I actually agree. GFSI is failing. I think back in 2000, there were enough manufacturing (and other) facilities with poor basic standards. The various food safety standards which became part of that scheme helped that basic level of compliance.
But it also created something else. It created plants where passing the audit became more important than food safety. Where it all sat on Technical team shoulders. So they introduced the requirement for Senior Management Commitment. So we wrote policies and stuck them under Plant Director's noses for them to sign. They'd never written and barely read a word of them. So GFSI brought in food safety culture. It was still led by Technical. So they made it clearer it needs to be led cross functionally etc etc.
I am old enough to remember recalls which didn't happen and should have so measuring recalls only is probably not quite right. That said, I do agree. GFSI is a foundation standard trying to be more and while the intent I think for culture is good, the way GFSI standards are treated in most organisations mean that the execution is poor AND the plants executing poorly are able to get away with it.

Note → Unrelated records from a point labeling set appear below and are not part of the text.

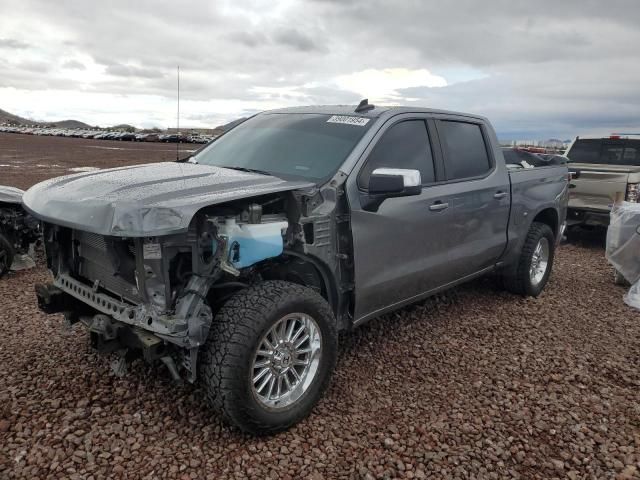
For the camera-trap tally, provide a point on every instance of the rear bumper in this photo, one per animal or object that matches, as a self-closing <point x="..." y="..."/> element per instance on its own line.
<point x="580" y="216"/>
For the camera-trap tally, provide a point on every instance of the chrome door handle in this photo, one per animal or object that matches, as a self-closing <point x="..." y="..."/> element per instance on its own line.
<point x="438" y="206"/>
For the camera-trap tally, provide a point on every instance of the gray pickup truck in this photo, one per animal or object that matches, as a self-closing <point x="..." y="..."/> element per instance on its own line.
<point x="239" y="265"/>
<point x="604" y="170"/>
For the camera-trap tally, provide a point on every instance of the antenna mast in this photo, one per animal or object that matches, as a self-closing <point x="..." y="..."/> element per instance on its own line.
<point x="178" y="119"/>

Food safety culture is a "thing" and it does reduce error. It's basically in my head a lot of the elements of lean but for food safety. The problem with the GFSI approach to it though is that plants can get away with lip service to food safety culture, not helped by basically as long as you get a survey it being treated as tick box ok. I see the same in other parts of GFSI standards. HACCP particularly is generally poor and poorly audited. It's not about whether the food safety risks are being well managed but have you had a review in the last 12 months? Have you considered radiological hazards? Etc.

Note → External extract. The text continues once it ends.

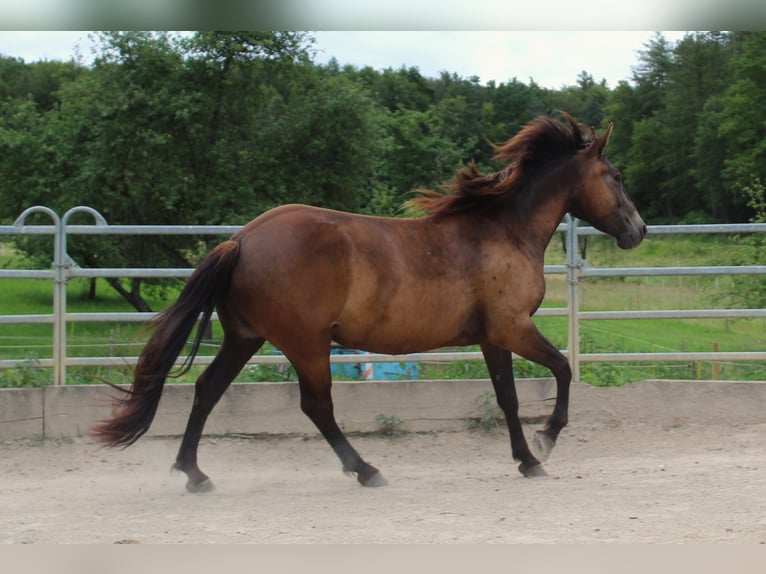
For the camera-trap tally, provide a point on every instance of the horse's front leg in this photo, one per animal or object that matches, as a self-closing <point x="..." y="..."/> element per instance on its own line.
<point x="532" y="345"/>
<point x="500" y="365"/>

The problem is, what is the alternative? Because this is all driven by incentives isn't it? If you get a B (or even an A sometimes) on BRCGS nowadays, retailers aren't happy. You might even have an appraisal where the score on the external audit is part of your pay or bonus. And what's the point in that? It's not proving safety, it's proving compliance on the day or the perception of it. We all know we can misdirect auditors too, without out and out lying. We convince ourselves it's because "I'll sort it out later myself" but in all honesty it's really to get a better score.
While there are scores for audits, this will happen.

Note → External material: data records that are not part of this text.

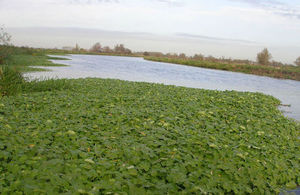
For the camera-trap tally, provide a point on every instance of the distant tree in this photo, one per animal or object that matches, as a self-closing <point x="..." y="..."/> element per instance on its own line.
<point x="182" y="55"/>
<point x="96" y="47"/>
<point x="77" y="48"/>
<point x="146" y="53"/>
<point x="4" y="37"/>
<point x="297" y="62"/>
<point x="121" y="49"/>
<point x="198" y="57"/>
<point x="264" y="57"/>
<point x="106" y="49"/>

It takes a really mature organisation to want to improve and actually do a good job of some of the sections of GFSI not just one that ticks the box and nobody is going to hold them accountable either way. Fact is they will save money and workload in the long term isn't of interest to very short termist organisations in the main.
I don't think I have the answer. But I do think that the content of GFSI based audits isn't bad, but the schemes, the auditing and the way scores are treated are. I've always taken the view that it's my job to act as advocate for the clauses being done in the right way, in a way that really makes a difference (I have twice restarted HACCP plans from scratch for example). And where the clause is blatantly stupid, then there are occasions where I'll be honest about that internally and we'll write a risk assessment for compliance reasons. But I don't think this clause is stupid if that makes sense? More that the way it's audited is stupid and perhaps even the idea of auditing as a concept for food safety is stupid. At least where scores are part of it.
Perhaps the answer is to follow in the steps of health and safety. If high fines and imprisonment were not uncommon for food safety but at similar levels to health and safety, it might focus minds.
My last point was a senior Ops Leader. "GMO, I'd rather be in front of a judge for food safety reasons than health and safety."
My response was "what about neither."
It spoke to me of a belief in some that food safety is an acceptable risk or a "given" and that belief is common. This clause is trying to push at those beliefs and attitudes but probably from the wrong direction. Unless the consequences of poor culture are felt by ops and site directors, in many organisations they won't change.
And the best culture plans and changes I've seen? In sites who have already felt the pain of when it's gone catastrophically wrong. In others, even plants with obviously poorly controlled risk, when I'm doing general supplier auditing, I come across even Technical leaders who don't think it's even real let alone important.